As founders themselves warned: the line between liberty and security is a thin one. Once the tradeoffs start, they’re hard to stop.

And in America, the ratchet toward security at the expense of individual liberty really began post-Sept. 11, when Americans, by and large, were in a panic.

Technology, however, adds a new element — one that privacy advocates see as a massive threat, filled with non-compromising strips of freedom.

“Silicon Valley lobbyists are disingenuously calling for light ‘regulation’ of facial recognition so they can continue to profit by rapidly spreading this surveillance dragnet,” according to Fight for the Future. “They’re trying to avoid the real debate: whether technology this dangerous should even exist.”

Evan Greer, deputy director of the group, says it doesn’t — that the “profound threat” to all of humanity that facial recognition poses does not justify its existence.

“We don’t need to regulate it,” she said. “We need to ban it entirely.”

The campaign comes amid a wave of fresh headlines, all pointing to the growing Big Government outcomes of Big Technology.

Or, as Red State put it in a late June piece: “Big Government and Big Tech Are Partnering To Track Us Everywhere.”

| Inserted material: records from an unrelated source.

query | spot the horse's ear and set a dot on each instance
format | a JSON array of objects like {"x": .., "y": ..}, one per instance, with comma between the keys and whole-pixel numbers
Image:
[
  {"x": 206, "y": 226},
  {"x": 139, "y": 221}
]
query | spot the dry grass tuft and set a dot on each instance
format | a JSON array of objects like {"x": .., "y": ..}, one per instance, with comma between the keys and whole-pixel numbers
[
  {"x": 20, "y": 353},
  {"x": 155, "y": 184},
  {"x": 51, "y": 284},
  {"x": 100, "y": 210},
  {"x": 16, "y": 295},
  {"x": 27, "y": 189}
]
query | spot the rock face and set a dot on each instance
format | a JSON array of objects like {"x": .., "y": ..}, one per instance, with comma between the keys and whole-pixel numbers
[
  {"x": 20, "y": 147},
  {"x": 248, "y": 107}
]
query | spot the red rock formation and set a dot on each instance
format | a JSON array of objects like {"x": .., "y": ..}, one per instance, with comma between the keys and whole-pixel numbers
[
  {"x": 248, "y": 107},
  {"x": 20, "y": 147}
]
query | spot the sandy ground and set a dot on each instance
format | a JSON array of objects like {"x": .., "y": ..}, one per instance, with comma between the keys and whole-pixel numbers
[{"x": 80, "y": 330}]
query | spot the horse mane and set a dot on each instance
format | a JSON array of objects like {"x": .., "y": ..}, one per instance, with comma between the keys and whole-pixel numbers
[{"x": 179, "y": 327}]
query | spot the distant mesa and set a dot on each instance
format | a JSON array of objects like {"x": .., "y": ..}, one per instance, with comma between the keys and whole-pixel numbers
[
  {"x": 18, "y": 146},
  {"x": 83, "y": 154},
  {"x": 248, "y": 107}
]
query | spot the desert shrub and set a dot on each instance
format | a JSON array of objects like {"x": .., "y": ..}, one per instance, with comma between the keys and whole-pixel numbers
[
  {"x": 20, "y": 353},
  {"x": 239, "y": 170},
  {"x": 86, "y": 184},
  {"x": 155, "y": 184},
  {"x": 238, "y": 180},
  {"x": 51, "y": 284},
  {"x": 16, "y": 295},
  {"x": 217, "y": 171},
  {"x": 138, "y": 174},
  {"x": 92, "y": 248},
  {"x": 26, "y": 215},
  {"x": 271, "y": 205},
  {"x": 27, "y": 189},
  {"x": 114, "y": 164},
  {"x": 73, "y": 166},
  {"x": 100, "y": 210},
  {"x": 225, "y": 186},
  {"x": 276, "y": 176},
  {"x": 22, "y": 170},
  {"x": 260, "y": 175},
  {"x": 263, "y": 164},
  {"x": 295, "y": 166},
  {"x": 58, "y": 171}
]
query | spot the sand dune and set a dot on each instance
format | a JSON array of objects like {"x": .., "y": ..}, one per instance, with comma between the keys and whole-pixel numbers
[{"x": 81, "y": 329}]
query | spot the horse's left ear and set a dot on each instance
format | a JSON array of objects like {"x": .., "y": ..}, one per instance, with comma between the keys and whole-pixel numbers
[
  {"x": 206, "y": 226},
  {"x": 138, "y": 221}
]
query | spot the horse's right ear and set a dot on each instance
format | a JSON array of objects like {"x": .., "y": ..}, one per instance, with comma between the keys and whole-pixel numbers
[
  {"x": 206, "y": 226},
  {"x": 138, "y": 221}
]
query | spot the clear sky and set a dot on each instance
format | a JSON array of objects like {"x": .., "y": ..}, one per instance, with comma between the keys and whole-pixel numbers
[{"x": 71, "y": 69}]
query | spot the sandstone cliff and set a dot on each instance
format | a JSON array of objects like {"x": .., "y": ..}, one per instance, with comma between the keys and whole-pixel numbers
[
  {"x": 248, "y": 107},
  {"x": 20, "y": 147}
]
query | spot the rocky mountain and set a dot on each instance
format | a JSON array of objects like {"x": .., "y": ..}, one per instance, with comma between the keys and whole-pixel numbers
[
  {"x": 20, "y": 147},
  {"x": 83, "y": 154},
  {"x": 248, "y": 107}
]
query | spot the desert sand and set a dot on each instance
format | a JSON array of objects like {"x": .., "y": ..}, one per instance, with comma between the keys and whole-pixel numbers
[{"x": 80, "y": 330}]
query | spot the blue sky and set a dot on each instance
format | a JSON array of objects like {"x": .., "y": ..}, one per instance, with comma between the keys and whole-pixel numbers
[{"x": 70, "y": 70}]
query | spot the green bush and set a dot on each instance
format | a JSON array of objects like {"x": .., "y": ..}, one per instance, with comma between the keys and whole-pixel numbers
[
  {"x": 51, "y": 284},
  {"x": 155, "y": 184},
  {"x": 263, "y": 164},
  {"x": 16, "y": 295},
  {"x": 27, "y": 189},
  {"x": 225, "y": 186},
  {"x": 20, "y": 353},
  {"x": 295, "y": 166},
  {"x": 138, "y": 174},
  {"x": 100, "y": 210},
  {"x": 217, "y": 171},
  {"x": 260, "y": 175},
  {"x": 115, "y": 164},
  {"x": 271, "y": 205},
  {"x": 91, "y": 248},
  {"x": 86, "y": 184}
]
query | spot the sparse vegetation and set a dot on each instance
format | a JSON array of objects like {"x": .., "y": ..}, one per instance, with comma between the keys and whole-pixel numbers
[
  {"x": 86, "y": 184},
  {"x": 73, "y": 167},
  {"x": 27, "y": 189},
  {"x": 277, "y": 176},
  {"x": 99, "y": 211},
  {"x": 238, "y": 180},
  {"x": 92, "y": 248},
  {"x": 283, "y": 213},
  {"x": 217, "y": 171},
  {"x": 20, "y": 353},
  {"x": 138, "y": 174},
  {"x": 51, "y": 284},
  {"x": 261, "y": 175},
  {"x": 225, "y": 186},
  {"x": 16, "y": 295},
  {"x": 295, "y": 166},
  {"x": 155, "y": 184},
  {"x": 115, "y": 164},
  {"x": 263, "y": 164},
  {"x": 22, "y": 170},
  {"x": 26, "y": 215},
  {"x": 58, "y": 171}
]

It is indeed a brave new world.

And much as Fight for the Future has a point — that facial recognition is likely leading America down a path of civil rights’ nightmare and Big Gov Eyes In The Skies — fact is: Congress won’t ban the technology.

Why not?

“Big tech has spent $582M lobbying Congress,” Fox Business reported in May.

That’s a drop in the bucket of the money to be made.

So long as Big Money is involved, Big Tech — not to mention Big Government — is here to stay.